Multilingual Question Answering Systems for Knowledge Graphs—A Survey

Tracking #: 3417-4631

Aleksandr Perevalov
Andreas Both
Axel-Cyrille Ngonga Ngomo

Responsible editor: 
Philipp Cimiano

Submission type: 
Survey Article
This paper presents a systematic survey of the research field of multilingual Knowledge Graph Question Answering (mKGQA). We employ a systematic review methodology to collect and analyze the research results in the field of mKGQA by defining scientific literature sources, selecting relevant publications, extracting objective information (e.g., problem, approach, evaluation values, used metrics, etc.), analyzing the information, searching for new insights as well as generalizing them in a structured manner. Our insights are mainly derived from 37 publications: 21 papers about mKGQA systems, 9 papers about benchmarks and datasets, and 7 systematic survey articles. This work introduces a taxonomy for the methods used or the development of mKGQA systems. In addition, we formally define three major characteristics of these methods: resource efficiency, multilinguality, and portability. The formal definitions are intended to serve as landmarks for the selection of a particular method for mKGQA in a given use case. We provide all the collected data, scripts, and documentation as an online appendix.
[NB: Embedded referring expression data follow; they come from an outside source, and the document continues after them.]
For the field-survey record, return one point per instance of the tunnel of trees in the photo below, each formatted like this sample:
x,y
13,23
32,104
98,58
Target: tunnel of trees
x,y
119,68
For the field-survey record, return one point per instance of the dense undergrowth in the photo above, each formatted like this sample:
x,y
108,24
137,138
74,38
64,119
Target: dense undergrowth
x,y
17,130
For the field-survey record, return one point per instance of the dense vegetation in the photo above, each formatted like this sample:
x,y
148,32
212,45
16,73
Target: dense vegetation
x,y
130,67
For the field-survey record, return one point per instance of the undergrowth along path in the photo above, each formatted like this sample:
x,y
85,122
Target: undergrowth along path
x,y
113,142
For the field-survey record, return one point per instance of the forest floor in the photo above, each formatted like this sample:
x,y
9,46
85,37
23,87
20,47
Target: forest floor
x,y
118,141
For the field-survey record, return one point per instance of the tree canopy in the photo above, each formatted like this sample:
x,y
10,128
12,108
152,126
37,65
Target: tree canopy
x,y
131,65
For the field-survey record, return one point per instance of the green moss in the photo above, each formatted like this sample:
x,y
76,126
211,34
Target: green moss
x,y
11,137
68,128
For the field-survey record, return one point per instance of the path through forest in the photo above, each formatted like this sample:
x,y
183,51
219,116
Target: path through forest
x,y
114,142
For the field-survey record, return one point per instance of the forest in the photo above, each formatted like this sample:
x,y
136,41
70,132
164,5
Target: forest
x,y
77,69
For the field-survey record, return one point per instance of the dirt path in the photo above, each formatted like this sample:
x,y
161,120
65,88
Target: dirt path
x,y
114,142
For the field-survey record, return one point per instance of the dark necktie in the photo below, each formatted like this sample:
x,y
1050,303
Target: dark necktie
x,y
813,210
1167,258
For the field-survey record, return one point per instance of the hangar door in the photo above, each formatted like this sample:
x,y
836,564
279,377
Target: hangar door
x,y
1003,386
Finally, we discuss the challenges of mKGQA, offer a general outlook on the investigated research field, and define important future research directions.
Full PDF Version: 

Major Revision

Solicited Reviews:
Click to Expand/Collapse
Review #1
By Hugo Gonçalo Oliveira submitted on 18/May/2023
Minor Revision
Review Comment:

This paper surveys Multilingual Question Answering Systems for Knowledge Graphs (i.e., for the task of mKBQA).

(1) It describes each of the 17 systems found to meet the defined criteria, which is a good starting point for someone working on the area. Yet, to serve as an introductory text on the topic, it could go deeper on explaining the area of KBQA, before mKBQA, provide more details common approaches and challenges, and on the actual application of the referred techniques to mKBQA.

(2) Inclusion criteria are well-defined and coverage of target systems is the best available to my knowledge. Still, some parts of the selection step could be more clear. For instance:
Why were the initially accepted 63 papers further narrowed down to 37?
Why were the sources considered for three languages (specifically, English, German, Russian)?
What were the 12 selected publications that the authors were previously aware of? Why were they not selected with the common procedure?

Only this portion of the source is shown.